Add add following contents again:

server {
  listen 80;
  server_name www.forgeandillusion.net;
  root /usr/share/nginx/html;
  location ~ /.well-known {
    allow all;
  }

  location / {
    return 301 https://$server_name$request_uri;
  }  
}

Create https fni -site into /etc/nginx/sites-available (replace jed with your favourite editor)
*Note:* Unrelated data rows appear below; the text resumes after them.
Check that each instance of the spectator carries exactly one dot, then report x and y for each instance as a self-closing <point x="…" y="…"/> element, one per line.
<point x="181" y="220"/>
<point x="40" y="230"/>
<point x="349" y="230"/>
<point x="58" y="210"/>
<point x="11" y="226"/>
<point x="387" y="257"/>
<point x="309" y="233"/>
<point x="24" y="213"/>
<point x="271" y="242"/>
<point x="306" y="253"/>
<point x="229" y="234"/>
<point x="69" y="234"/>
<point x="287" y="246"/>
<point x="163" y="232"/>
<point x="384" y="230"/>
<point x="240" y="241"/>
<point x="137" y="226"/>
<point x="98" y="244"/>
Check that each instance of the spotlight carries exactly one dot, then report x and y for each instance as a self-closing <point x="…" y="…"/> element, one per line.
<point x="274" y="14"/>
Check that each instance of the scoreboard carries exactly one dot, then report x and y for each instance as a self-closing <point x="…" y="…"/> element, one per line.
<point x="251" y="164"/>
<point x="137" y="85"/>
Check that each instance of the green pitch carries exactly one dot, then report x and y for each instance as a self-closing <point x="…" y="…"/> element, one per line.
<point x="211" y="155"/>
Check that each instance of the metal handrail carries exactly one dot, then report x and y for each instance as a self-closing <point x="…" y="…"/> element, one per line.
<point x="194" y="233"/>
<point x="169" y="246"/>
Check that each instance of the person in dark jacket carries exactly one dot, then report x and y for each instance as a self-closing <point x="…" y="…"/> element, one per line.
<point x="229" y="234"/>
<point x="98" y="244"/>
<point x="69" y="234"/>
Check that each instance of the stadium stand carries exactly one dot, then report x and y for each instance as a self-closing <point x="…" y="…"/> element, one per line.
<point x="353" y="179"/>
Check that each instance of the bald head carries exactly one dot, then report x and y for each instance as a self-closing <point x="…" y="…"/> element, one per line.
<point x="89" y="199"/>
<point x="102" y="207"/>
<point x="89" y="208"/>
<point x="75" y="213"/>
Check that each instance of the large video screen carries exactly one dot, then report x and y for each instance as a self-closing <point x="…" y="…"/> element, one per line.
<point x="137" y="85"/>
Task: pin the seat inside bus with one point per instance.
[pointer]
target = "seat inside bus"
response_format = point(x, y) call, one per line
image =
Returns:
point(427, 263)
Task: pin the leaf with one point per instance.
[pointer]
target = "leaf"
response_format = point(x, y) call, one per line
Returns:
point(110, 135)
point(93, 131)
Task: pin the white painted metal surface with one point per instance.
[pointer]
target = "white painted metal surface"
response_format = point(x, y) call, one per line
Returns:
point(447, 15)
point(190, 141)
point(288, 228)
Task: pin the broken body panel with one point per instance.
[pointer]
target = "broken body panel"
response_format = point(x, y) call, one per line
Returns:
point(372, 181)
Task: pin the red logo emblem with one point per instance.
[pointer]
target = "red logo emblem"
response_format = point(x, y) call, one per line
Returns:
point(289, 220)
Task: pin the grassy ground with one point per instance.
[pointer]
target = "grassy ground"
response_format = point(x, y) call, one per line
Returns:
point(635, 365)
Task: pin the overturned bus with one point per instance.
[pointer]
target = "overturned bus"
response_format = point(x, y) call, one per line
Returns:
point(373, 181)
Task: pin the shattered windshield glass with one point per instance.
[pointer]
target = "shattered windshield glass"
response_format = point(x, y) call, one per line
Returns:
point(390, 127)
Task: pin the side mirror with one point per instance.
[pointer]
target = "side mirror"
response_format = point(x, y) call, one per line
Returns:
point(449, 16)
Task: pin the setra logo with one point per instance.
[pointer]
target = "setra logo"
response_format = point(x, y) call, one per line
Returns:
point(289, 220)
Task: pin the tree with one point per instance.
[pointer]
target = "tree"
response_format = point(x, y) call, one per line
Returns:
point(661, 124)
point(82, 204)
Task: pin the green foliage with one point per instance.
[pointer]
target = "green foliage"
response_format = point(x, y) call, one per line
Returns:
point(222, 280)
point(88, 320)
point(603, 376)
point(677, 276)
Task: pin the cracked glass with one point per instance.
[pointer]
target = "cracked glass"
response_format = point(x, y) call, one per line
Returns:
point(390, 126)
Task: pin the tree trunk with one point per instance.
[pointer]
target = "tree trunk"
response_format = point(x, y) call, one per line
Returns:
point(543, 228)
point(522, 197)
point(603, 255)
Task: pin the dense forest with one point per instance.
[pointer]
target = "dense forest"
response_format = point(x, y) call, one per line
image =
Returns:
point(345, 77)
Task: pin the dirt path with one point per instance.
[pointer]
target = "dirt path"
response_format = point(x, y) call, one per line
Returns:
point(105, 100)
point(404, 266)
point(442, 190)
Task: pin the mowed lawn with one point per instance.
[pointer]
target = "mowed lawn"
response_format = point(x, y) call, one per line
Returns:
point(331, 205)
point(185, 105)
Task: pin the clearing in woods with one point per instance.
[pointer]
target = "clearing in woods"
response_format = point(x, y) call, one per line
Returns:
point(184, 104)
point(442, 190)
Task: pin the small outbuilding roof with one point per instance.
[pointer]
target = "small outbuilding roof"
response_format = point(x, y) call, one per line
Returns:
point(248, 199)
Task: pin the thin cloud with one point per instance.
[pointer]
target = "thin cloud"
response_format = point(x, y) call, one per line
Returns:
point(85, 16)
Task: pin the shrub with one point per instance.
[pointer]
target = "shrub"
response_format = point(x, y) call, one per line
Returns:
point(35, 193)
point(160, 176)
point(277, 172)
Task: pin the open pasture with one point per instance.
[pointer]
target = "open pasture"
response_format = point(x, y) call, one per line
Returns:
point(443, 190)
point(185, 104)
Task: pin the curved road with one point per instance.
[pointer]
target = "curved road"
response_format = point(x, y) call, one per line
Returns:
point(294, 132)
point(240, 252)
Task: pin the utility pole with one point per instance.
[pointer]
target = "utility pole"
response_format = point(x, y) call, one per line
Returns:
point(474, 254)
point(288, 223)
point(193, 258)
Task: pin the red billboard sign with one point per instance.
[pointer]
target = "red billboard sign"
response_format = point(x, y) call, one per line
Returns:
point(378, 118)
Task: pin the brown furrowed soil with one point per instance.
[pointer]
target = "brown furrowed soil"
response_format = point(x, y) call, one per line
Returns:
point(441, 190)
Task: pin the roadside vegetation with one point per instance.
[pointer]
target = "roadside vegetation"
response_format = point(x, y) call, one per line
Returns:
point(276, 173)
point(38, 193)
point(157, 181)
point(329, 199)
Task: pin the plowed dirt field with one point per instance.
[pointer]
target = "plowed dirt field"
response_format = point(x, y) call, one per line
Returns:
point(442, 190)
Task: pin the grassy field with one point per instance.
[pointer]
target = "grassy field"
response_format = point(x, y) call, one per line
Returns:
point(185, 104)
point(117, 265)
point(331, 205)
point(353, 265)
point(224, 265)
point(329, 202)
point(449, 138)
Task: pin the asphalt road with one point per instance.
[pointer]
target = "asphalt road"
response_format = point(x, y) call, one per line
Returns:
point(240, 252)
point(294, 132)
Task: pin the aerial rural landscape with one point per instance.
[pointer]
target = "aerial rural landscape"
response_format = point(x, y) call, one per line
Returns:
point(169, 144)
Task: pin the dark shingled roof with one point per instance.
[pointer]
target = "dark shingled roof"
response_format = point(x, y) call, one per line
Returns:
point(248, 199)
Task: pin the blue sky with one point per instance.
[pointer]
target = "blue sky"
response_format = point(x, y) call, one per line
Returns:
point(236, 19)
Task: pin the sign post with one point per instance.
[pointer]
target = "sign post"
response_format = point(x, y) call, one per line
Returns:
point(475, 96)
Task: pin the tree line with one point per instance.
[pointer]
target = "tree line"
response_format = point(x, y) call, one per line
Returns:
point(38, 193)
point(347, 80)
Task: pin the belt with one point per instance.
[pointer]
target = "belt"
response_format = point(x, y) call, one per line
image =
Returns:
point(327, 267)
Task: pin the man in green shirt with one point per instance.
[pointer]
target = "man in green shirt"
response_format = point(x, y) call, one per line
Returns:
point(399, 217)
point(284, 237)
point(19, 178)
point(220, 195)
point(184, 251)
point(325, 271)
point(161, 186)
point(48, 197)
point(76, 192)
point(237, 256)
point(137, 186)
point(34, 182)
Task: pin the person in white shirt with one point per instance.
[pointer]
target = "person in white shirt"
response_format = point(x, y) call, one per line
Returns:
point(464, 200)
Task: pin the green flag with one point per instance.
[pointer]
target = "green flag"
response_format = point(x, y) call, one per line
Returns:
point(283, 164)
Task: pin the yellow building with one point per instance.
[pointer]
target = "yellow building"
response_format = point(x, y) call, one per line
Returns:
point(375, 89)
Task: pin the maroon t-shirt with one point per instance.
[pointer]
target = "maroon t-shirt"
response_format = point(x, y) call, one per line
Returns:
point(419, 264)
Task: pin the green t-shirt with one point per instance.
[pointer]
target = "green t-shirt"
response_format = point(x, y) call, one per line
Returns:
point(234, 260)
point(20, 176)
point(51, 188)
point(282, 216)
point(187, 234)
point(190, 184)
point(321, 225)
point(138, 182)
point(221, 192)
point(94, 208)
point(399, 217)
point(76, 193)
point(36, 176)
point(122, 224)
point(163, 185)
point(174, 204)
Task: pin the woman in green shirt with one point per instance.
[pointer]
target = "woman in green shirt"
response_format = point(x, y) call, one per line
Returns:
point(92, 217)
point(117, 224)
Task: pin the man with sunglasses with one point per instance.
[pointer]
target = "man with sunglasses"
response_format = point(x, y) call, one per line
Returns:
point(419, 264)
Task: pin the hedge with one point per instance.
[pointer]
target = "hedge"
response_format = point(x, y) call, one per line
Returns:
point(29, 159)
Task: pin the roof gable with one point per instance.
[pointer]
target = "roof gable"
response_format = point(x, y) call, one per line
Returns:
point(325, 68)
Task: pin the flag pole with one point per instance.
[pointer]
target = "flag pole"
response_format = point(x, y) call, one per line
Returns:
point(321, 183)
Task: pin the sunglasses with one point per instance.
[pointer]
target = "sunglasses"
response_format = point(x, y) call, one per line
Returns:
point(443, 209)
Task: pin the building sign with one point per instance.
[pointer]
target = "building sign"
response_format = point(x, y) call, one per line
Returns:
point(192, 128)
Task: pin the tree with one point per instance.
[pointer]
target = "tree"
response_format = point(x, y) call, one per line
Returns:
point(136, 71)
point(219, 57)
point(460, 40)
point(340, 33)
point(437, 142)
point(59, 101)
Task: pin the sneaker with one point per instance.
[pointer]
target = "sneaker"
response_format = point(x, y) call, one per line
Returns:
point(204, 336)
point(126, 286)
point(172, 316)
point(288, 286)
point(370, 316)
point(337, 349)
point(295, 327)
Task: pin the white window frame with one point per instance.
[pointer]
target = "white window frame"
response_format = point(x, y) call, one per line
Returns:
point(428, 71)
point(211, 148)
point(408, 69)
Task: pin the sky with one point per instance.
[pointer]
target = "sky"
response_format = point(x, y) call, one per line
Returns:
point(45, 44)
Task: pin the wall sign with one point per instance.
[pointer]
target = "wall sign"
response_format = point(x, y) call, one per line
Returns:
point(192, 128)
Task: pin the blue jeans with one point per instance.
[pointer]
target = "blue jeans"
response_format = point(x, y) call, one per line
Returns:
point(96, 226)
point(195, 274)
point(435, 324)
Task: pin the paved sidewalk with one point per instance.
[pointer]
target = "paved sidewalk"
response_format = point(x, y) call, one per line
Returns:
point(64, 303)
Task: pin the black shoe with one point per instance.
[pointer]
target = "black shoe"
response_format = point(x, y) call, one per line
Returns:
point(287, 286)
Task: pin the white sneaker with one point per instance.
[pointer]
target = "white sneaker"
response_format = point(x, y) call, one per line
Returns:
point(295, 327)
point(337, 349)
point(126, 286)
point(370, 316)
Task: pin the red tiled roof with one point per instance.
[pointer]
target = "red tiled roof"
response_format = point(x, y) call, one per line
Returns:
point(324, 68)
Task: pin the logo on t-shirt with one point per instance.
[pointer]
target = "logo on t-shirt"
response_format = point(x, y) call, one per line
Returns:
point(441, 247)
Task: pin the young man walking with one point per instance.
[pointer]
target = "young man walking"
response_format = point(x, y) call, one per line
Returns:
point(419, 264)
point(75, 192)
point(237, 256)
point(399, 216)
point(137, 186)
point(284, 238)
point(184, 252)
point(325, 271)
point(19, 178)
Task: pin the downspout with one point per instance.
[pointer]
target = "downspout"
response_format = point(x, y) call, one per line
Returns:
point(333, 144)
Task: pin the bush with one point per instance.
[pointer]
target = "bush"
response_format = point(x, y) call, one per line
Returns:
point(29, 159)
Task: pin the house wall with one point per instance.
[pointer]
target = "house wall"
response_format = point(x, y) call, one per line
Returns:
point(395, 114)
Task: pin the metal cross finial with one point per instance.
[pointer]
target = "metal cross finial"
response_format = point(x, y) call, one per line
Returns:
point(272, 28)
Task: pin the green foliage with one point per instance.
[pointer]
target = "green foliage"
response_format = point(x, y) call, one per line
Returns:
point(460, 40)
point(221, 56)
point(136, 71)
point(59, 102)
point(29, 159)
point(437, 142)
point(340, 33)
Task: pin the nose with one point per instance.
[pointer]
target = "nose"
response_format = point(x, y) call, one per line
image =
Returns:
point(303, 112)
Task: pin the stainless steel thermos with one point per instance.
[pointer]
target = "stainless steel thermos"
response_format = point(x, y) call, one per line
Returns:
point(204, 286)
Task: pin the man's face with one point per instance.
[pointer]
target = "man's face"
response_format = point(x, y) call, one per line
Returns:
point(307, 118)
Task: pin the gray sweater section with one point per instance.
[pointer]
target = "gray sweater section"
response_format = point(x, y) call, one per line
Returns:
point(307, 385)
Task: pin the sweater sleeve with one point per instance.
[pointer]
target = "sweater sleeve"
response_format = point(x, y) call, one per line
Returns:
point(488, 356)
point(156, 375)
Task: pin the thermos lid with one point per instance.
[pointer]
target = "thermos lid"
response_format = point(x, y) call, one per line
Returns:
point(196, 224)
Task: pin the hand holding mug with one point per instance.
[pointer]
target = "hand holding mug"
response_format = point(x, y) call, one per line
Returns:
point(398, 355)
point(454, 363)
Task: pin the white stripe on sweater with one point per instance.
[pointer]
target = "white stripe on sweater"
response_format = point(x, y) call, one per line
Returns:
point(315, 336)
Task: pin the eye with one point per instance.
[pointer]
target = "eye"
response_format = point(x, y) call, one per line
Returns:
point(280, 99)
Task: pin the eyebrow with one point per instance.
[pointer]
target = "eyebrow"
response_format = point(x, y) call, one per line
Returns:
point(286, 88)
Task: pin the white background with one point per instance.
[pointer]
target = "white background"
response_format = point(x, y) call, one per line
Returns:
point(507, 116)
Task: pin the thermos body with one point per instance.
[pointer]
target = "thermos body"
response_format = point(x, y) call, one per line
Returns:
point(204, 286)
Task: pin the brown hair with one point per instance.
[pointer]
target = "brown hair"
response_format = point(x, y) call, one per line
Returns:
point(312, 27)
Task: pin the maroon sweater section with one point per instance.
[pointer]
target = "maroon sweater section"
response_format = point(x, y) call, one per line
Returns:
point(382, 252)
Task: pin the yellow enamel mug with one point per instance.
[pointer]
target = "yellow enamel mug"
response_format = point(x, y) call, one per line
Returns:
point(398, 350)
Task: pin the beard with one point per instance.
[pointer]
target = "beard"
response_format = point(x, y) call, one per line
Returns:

jed /etc/nginx/sites-available/fni-https.conf

Add add following contents:

server {
    listen 443 ssl default_server;
    server_name www.forgeandillusion.net;
    root /usr/share/nginx/html;
    ssl_certificate /etc/letsencrypt/live/www.forgeandillusion.net/fullchain.pem;
    ssl_certificate_key /etc/letsencrypt/live/www.forgeandillusion.net/privkey.pem;
    ssl_protocols TLSv1 TLSv1.1 TLSv1.2;
    ssl_prefer_server_ciphers on;
    ssl_dhparam /etc/ssl/certs/dhparam.pem;
    ssl_ciphers ECDHE-RSA-AES128-GCM-SHA256:ECDHE-ECDSA-AES128-GCM-SHA256:ECDHE-RSA-AES256-GCM-SHA384:ECDHE-ECDSA-AES256-GCM-SHA384:DHE-RSA-AES128-GCM-SHA256:DHE-DSS-AES128-GCM-SHA256:kEDH+AESGCM:ECDHE-RSA-AES128-SHA256:ECDHE-ECDSA-AES128-SHA256:ECDHE-RSA-AES128-SHA:ECDHE-ECDSA-AES128-SHA:ECDHE-RSA-AES256-SHA384:ECDHE-ECDSA-AES256-SHA384:ECDHE-RSA-AES256-SHA:ECDHE-ECDSA-AES256-SHA:DHE-RSA-AES128-SHA256:DHE-RSA-AES128-SHA:DHE-DSS-AES128-SHA256:DHE-RSA-AES256-SHA256:DHE-DSS-AES256-SHA:DHE-RSA-AES256-SHA:AES128-GCM-SHA256:AES256-GCM-SHA384:AES128-SHA256:AES256-SHA256:AES128-SHA:AES256-SHA:AES:CAMELLIA:DES-CBC3-SHA:!aNULL:!eNULL:!EXPORT:!DES:!RC4:!MD5:!PSK:!aECDH:!EDH-DSS-DES-CBC3-SHA:!EDH-RSA-DES-CBC3-SHA:!KRB5-DES-CBC3-SHA;
    ssl_session_timeout 1d;
    ssl_session_cache shared:SSL:50m;
    ssl_stapling on;
    ssl_stapling_verify on;
    client_max_body_size 200M;

    location / {
      proxy_pass http://localhost:8080;
      proxy_http_version 1.1;
      proxy_buffering off;
      client_max_body_size 150M;
      proxy_set_header X-Real-IP $remote_addr;
      proxy_set_header Host $host;
      proxy_set_header X-Forwarded-Proto https;
      proxy_set_header X-Forwarded-For $proxy_add_x_forwarded_for;
      add_header Strict-Transport-Security max-age=15768000;
      proxy_read_timeout 1m;
    }
}

Enable https site

sudo ln -s /etc/nginx/sites-available/fni-https.conf /etc/nginx/sites-enabled/fni-https.conf
sudo service nginx restart

Now you should be able to navigate into the application with your web browser.

Search data reindex

When your system is up and running, you should reindex Hibernate Search data. You can do this by navigating into following address with web brower:

https://www.forgeandillusion.net/admin/reindex-hibernate-search

Optimization

For production environment you should tweak memory settings in /opt/wildfly/bin/standalone.conf to match your server.